Cartesian 3D Vector lib
A simple vector library written in plain C for educational purpose.
Introduction
This library is written in hope to simplify the coding process for non-professional vector computation.
This library should not be used for industrial or scientific use due to the limited precision and performance; Complex number is not supported either.
Usage
-
You may copy the files in
./include
to your project directory and compile it seperately; -
You may generate a single head file
vector.h
for your project:$ make single
This generate a single head file in the project root directory
./
. Copy the./vector.h
to your project and include it.
Example
This is a brief demonstration on the commonly used functions' usage. The output of each statement follows in comments.
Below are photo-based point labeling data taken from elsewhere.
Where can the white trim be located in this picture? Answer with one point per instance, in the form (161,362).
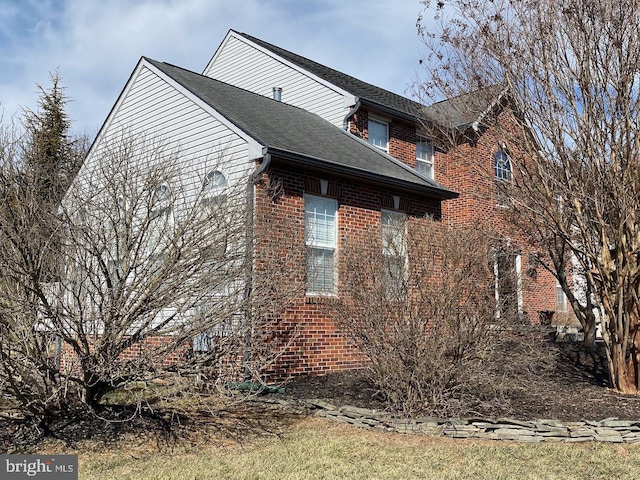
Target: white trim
(350,99)
(425,139)
(254,147)
(310,244)
(518,265)
(380,122)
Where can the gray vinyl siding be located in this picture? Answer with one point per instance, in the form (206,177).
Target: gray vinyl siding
(241,64)
(154,109)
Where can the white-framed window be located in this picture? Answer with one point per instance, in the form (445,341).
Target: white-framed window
(393,229)
(214,181)
(214,188)
(561,298)
(424,157)
(214,207)
(379,134)
(160,225)
(502,165)
(507,266)
(321,233)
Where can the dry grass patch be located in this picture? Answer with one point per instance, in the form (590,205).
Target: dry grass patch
(316,449)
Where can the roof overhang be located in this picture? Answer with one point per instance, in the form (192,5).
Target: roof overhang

Several practical examples are available in ./example
.
#include "include/vector.h"
int main(int argc, char const *argv[])
{
// Initialize vectors
vector A = vecSet(1.0, 2.0, 0.0);
vector B = vecSet(0.0, 1.0, 3.0);
// vecPrint() pretty print the vector
// in the form of <x,y,z> |modulus|
printf("Vector A,B\n");
vecPrint(A); // < 1.00, 2.00, 0.00> | 2.24|
vecnPrint(B, 4); // < 0.0000, 1.0000, 3.0000> | 3.1623|
// Arithmetic operations
// The comming statements demonstarte
// 1. Vector Addtion
// 2. Vector Subtraction
// 3. Vector Cross Product
// 4. Vector Dot Product
// 5. Vector Scalar Product
printf("\nADD, SUB, CRX, DOT, SCL\n");
vecPrint(vecAdd(A, B)); // < 1.00, 3.00, 3.00> | 4.36|
vecPrint(vecSub(A, B)); // < 1.00, 1.00,-3.00> | 3.32|
vecPrint(vecCrx(A, B)); // < 6.00,-3.00, 1.00> | 6.78|
printf("% .2f\n",vecDot(A, B)); // 2.00
vecPrint(vecScl(A, 4.0)); // < 8.00, 0.00, 0.00> | 8.00|
// Find unit vector
printf("\nUnit A,B\n");
vecPrint(vecUnit(A)); // < 0.45, 0.89, 0.00> | 2.24|
vecPrint(vecUnit(B)); // < 0.00, 0.32, 0.95> | 3.16|
// Take negative
printf("\nNEG A,B\n");
vecPrint(vecNeg(A)); // <-1.00,-2.00,-0.00> | 2.24|
vecPrint(vecNeg(B)); // <-0.00,-1.00,-3.00> | 3.16|
// Take modulus
printf("\nMOD A,B\n");
printf("|% .2f|\n",vecMod(A)); // 2.24
printf("|% .2f|\n",vecMod(B)); // 3.16
return 0;
}
Type
vector
typedef struct Vector{
double x;
double y;
double z;
double mag;
}vector;
The vector
type contains components in three dimensions and the overall magnitude. All these data are in double
type. Each time an operation is performed to a vector, the magnitude would update automatically.
You may get a component directly:
vector V = vecSet(1.1, 2.2, 3.3);
printf("%f", V.x); // This prints out the x component of vector V
Functions
Arithmetic
Addition
vecAdd(A, B)
returns the sum: A + B
.
Subtraction
vecSub(A, B)
returns the difference: A - B
.
Negative
vecNeg(V)
returns the negative: - V
.
Modulus
vecMod(V)
returns the modulus: | V |
.
Unit Vector
vecUnit(V)
returns the unit vector: ^ V
.
Scalar Product
vecScl(V, s)
returns the vector s * V
.
Dot Product
vecDot(A, B)
returns the dot product: A · B
.
Cross Product
vecCrx(A, B)
returns the Cross product: A × B
.
Utilities
Initialization
There're two ways to initialize a vector:
vecSet(x, y, z)
returns a vector specify the coordinates (x,y,z).vecInit()
returns a vector with coordinates all of0.0
. However, you should usevecSet(0.0, 0.0, 0.0)
instead for better readability.
Pretty Print
vecPrint(V)
prints the vector in the form of<x, y, z> | modulus |
, 2 decimal places by defaultvecnPrint(V, p)
using the specified precisionp
. If p is 0, print in exponential form.